What is the research plan? Task 1 involves using a TRNSYS building simulation model to broaden the impact and guide the direction of the experimental research conducted on the NZERTF. Previously, the model was validated using the NZERTF annual performance data (July 2013 – June 2014). Additionally, the TRNSYS building simulation model was used to evaluate the energy merits of different space-conditioning technologies to provide guidance for NZERTF options beyond those used in the initial baseline tests. The considered technologies included: air-source heat pump versus ground-source heat pump; heat recovery ventilator versus enthalpy recovery ventilator; and heat pump water heater versus solar-assisted electric water heater. In the upcoming year, the analysis of these options will be extended to economic merits.
Task 2 initiates the project’s effort to study the performance of a high-efficiency combined appliance ground-source heat-pump and heat pump water heater (GSHP/HPWH), which provides both space-conditioning (SC) and water heating (WH). A test rig for evaluating ground-source systems will be set up in the Large Environmental Refrigeration Chamber, and a GSHP/HPWH using an HFC refrigerant (R410A) will be procured, instrumented, and tested under controlled conditions to obtain its baseline performance data. The system performance will be characterized while operating as a GSHP only, and as a GSHP/HPWH. In future years, the GSHP/HPWH will be installed in the NZERTF, where its performance will be recorded under cooling and heating operation. The system will first be tested as a GSHP only for 12 months, and then as a GSHP/HPWH for another 12 months. These measurements will be analyzed to establish performance merits of a ground-source heat pump versus that of the air-source heat pump and HPWH used at the NZERTF during the earlier annual studies.
Task 3 entails a study of a carbon dioxide (CO2) geothermal air conditioner. Previously, a prototype water-to-air air conditioner using CO2 as a refrigerant was installed and instrumented in an environmental chamber. In the current year, shake-down tests and performance measurements of the CO2 air conditioner at standard rating conditions will be taken. In future years, an extensive test matrix will be developed and executed to allow determining the seasonal energy consumption based on the measured NZERTF cooling loads. The use of CO2 is a significant novelty of the study.

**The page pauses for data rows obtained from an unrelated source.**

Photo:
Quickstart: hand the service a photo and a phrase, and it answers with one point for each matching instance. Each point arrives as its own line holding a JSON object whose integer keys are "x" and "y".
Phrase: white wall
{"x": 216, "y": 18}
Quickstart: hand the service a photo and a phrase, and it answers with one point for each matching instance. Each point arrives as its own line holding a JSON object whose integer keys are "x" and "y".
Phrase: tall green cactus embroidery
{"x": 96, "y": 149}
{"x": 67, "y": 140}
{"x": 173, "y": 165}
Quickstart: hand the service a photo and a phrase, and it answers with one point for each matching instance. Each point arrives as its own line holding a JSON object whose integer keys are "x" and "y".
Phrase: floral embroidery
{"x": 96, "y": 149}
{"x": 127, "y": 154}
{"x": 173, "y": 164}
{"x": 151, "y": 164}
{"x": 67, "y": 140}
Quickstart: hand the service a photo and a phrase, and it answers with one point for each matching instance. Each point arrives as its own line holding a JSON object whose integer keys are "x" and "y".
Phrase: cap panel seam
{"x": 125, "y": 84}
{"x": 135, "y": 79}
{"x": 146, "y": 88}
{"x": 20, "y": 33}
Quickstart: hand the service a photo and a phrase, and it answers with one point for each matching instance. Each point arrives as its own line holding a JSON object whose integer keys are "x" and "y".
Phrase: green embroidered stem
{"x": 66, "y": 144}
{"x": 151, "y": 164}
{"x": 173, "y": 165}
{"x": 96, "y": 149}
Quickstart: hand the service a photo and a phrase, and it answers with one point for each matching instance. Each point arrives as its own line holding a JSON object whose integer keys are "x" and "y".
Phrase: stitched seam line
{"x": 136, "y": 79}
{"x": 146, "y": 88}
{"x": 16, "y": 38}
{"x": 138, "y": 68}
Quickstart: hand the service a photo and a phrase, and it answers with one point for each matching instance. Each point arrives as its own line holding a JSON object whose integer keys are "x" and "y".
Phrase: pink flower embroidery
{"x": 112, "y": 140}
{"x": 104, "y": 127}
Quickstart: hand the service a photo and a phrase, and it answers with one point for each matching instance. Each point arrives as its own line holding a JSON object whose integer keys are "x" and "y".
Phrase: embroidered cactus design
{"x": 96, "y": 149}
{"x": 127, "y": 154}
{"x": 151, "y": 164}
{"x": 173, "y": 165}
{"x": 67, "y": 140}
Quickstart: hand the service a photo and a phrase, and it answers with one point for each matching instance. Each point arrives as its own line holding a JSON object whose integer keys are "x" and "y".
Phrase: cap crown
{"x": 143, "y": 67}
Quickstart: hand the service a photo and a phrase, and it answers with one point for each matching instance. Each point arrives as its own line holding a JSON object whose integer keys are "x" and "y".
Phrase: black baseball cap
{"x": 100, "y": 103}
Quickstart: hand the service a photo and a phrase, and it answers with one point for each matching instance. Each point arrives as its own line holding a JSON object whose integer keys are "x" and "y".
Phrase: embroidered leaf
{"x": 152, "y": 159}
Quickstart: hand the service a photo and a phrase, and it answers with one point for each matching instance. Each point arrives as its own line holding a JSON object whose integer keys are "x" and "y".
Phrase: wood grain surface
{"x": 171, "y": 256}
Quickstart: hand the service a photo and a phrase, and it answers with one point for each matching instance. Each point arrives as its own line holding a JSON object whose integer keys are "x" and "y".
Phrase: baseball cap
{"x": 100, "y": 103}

Application of CO2 in a geothermal air conditioner may allow for holding the thermodynamic cycle below the CO2 critical temperature, which should result in good performance. The performance of the CO2 will be compared to the system employing a conventional refrigerant (R410A) from Task 2.
Task 4 entails the development and implementation of novel optimization methods in the EVAP-COND tool for designing air-to-refrigerant heat exchangers (evaporators and condensers). Version 4.0, released in FY2014, included the predefined “hair pin” pattern option, which improved the manufacturability of generated designs. Following that release, the model was expanded to allow simulations with low global-warming-potential refrigerant mixtures. The robustness of EVAP and COND simulators were updated to accommodate high-glide zeotropic mixtures. In preparation for release of Version 5 with the capability to simulate large heat exchangers with up to 10 depth rows (the current limit is five depth rows), the condenser simulator was upgraded to 10 depth rows. This upgrade will be implemented in the evaporator model in the upcoming year. We will also initiate the development of a new graphical user interface to facilitate the new modeling capabilities.